Где-то в тишине улицы раздался гул мотора.
– Нора, – сказала она.
– Что?
– Так зовут твою дочь, Шон.
– Нора, – сказал он, и голос его был хриплым.
* * *Когда Джимми вернулся домой, Аннабет не спала – дожидалась его в кухне. Он сел за стол напротив нее, и она слегка улыбнулась ему такой милой заговорщической улыбкой, которую он так любил, улыбкой, говорившей: «Я так хорошо тебя знаю, что если ты даже не скажешь больше ни одного слова, я все равно пойму, о чем ты думаешь». Джимми взял ее руку, провел по ней большим пальцем, пытаясь обрести силу в том представлении о нем, которое он читал в глазах жены.

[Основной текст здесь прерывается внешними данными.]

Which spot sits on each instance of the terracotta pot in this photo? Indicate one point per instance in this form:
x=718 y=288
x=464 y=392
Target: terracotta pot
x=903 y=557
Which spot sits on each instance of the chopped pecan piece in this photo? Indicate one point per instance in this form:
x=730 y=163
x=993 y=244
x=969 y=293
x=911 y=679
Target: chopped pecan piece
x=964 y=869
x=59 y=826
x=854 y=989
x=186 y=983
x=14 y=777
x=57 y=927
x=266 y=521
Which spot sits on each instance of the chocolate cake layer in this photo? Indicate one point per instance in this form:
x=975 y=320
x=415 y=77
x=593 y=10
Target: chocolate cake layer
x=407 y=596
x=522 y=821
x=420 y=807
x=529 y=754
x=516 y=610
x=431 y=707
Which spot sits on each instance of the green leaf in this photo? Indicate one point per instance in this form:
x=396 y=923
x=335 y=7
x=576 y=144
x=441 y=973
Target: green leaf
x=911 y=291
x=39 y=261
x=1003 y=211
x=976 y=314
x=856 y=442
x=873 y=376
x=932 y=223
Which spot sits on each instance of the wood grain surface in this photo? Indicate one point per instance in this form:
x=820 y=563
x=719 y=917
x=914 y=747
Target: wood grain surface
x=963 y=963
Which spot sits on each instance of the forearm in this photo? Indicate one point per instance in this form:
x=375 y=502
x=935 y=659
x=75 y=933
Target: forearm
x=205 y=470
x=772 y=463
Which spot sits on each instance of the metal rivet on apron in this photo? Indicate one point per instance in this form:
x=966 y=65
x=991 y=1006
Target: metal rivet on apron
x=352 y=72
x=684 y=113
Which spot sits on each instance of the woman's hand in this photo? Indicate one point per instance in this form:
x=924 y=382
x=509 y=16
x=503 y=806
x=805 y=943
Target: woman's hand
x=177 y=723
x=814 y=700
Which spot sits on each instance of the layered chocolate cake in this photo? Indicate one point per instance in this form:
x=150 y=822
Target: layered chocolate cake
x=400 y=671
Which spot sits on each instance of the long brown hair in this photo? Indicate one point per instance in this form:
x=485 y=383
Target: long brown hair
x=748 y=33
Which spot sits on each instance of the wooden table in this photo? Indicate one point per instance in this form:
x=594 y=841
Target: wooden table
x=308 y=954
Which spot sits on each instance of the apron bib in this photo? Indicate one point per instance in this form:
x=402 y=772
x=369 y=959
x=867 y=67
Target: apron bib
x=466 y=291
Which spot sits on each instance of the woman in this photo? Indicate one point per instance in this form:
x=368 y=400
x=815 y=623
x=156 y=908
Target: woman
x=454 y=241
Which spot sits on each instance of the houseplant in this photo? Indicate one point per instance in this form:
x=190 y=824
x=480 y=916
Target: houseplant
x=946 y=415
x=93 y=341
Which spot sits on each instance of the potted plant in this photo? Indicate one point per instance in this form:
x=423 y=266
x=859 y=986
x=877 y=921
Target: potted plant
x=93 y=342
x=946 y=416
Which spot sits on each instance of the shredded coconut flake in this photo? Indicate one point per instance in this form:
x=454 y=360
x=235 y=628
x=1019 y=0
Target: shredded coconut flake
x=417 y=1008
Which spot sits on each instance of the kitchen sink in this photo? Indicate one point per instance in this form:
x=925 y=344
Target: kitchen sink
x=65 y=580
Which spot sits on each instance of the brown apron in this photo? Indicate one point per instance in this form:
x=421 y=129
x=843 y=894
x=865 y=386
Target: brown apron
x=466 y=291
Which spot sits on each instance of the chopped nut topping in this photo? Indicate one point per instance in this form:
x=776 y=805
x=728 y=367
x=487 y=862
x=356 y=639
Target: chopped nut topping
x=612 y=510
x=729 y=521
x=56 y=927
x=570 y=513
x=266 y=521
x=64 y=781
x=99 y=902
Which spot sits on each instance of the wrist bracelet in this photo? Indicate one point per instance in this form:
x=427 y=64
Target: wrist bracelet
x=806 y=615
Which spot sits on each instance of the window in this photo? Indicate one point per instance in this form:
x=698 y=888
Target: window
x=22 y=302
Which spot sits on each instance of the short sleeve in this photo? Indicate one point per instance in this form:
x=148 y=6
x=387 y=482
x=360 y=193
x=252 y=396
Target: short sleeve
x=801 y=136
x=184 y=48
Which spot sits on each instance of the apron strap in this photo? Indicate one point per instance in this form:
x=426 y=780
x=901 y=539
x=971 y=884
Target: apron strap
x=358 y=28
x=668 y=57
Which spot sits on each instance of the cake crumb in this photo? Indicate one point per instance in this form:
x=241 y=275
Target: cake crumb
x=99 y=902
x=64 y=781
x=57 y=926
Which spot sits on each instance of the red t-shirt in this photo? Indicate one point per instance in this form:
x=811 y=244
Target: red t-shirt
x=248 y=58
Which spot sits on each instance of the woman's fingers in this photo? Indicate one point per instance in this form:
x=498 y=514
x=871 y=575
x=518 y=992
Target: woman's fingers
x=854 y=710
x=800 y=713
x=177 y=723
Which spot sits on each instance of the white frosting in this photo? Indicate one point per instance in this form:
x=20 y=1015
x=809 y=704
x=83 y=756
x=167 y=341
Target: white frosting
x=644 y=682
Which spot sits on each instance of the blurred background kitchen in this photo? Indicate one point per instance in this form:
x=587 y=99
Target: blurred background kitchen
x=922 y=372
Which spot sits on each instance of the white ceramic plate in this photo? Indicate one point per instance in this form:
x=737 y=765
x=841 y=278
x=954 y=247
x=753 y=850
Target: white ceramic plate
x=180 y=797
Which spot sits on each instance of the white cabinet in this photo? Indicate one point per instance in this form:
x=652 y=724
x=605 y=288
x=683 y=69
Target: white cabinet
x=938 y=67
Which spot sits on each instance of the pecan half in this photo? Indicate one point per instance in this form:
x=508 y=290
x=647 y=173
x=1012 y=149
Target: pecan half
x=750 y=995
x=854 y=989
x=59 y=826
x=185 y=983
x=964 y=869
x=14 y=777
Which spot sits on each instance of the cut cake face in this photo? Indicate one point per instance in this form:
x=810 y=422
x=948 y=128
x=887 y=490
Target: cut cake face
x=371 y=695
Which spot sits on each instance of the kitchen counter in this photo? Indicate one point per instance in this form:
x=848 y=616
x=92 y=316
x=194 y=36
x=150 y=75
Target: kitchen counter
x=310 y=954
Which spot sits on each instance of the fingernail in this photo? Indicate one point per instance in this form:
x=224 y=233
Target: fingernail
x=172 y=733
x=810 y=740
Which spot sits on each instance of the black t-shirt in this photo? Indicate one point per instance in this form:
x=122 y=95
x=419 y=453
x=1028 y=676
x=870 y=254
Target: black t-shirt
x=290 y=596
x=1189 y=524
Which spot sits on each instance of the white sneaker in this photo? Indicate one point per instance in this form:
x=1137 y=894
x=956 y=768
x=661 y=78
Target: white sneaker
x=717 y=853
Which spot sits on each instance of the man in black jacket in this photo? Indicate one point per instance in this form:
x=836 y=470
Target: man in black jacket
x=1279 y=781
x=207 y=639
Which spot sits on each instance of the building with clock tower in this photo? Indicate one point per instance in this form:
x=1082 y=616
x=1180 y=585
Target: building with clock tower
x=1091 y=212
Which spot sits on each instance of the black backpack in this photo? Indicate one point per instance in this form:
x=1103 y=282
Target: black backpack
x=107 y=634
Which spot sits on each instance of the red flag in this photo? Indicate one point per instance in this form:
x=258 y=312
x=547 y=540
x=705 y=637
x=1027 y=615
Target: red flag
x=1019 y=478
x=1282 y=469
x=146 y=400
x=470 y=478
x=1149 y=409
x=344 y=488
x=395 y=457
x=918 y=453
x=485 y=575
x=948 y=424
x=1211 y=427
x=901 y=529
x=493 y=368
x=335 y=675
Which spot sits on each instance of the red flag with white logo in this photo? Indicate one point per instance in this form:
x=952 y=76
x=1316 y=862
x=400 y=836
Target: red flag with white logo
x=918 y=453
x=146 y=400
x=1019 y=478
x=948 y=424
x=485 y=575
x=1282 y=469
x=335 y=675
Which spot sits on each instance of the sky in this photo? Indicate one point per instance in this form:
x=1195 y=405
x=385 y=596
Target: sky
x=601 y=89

На столе между ними стоял датчик «Дежурной няни». Они купили его месяц назад, когда Надин болела тяжелой стрептококковой ангиной – они слушали тогда ее дыхание и всхрапывание во сне, и Джимми казалось, что дочь его тонет и что вот сейчас раздастся звук такой страшный, что он выскочит из дому в чем есть, в майке и трусах, схватив девочку в охапку и помчится в «Скорую помощь». И хотя Надин быстро поправилась, Аннабет оставила датчик на столе, не положив его в футляр, который она держала в столовой в шкафу. По ночам она включала «Дежурную няню» и слушала, как спят Надин и Сара.
Сейчас они не спали. Джимми слышал, как они шепчутся, хихикают, и ему было страшно представлять себе их одновременно с тем, что он наделал.
Я убил человека. Не того.
Эта мысль, сознание, совесть сжигали его изнутри.
Я убил Дейва Бойла.
Слова эти, как раскаленные уголья, падали вниз, в живот, рассыпались в нем горячими искрами.
Я убил его. Убил невиновного.
– Ой, милый, – проговорила Аннабет, вглядываясь в лицо, – деточка, что случилось? Это из-за Кейти? У тебя лицо – будто ты умираешь!
Она обошла стол, и в глазах ее была пугливая смесь беспокойства и любви. Она обхватила Джимми, притянула к себе его лицо, заставила глядеть ей в глаза.
– Скажи мне. Скажи мне, что не так.
Джимми хотелось спрятаться от нее. Любовь ее сейчас слишком больно ранила. Он хотел раствориться, вырваться из теплых рук, отыскать где-нибудь укромное место, какую-нибудь темную пещеру, где не настигнет его ни любовь, ни свет, где можно свернуться клубочком и в стонах и рыданиях излить в темноту печаль и ненависть к себе.
– Джимми, – прошептала она, целуя его веки. – Джимми, поговори со мной. Пожалуйста.
Она прижала ладони к его вискам, пальцы ее ерошили ему волосы, гладили под волосами, она целовала его. Язык ее скользнул к нему в рот, рыща там, отыскивая источник боли, высасывая эту боль, и если понадобилось бы, он превратился бы в скальпель, чтобы иссечь из него раковые опухоли, высосать их из его тела.
– Расскажи мне. Пожалуйста, Джимми. Расскажи мне.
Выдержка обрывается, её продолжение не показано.